All through the fall of her pregnancy, while the leaves of the maple turned a crisper,
brittler red until they were suddenly gone, Anju told Prem stories of Sudha. Beautiful
Sudha, the dreamer, the best cook of them all, the magic-fingered girl who could embroider
clothes fit for a queen. Luckless Sudha who worked so hard at being the perfect wife to
Ramesh even though she didn't love him. Until the day she walked out of the marriage.
"It was because of her witch of a mother-in-law. For years she'd been harassing Sudha
because she couldn't get pregnant. You'd think she'd be delighted when she found out that
Sudha was having a baby.
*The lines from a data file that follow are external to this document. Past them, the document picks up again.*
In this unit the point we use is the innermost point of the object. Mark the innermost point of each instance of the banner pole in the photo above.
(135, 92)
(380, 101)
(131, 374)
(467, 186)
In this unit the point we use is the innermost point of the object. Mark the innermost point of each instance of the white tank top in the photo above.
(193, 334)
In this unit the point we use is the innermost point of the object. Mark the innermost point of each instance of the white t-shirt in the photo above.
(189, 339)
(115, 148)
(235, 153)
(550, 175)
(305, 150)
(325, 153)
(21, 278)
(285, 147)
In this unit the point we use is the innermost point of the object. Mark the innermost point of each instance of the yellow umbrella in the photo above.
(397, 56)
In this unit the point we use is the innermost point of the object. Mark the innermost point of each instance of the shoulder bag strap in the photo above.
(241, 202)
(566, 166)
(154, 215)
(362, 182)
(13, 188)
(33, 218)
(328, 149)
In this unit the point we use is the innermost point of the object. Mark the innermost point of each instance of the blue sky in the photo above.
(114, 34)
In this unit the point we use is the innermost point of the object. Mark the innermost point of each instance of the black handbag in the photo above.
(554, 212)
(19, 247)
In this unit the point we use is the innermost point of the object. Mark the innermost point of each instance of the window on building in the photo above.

But no. She had to have an ultrasound done, and when she
discovered that her first grandchild was going to be a girl, she insisted that Sudha
should have an abortion. So Sudha ran away--how else could she save her daughter--though
she knew they'd make her life hell afterwards.
"Oh, that old crocodile! How I wish I could have seen her when she woke up to find
Sudha gone!"
For weeks afterwards, Anju would describe that afternoon for Prem, over and over, in the
hushed tone one saves for legends.
The entire household has fallen into a stunned sleep, even the servants. The heavy front
door, which is carved with fierce yakshas wielding swords, opens without a sound. Sudha
slips out, carrying only a small handbag. She wears her cotton house-sari and forces
herself not to hurry so passers-by will not be suspicious. The air inside her chest is
viscous with fear. Her slippers slide on the gravelly road. Mango leaves hang dispiritedly
in the heat, like small, tired hands. She walks carefully, she mustn't fall, she presses
her hand against a belly that will start to show in a few weeks. At the crossroads she
pulls the end of her sari over her head in a veil, a princess disguised as a servant-maid,
so no one on the street will recognize her.
"What about Ramesh?" Sunil asked when Anju told him Sudha had gone back to her
mother.
"What about him?" Anju said, her voice dangerously tight.
"Didn't he try to bring her back?"
"Him! That spineless jellyfish! That Momma's boy!" Anju's breath came in
outraged puffs. "He did nothing--nothing he should have done, that is."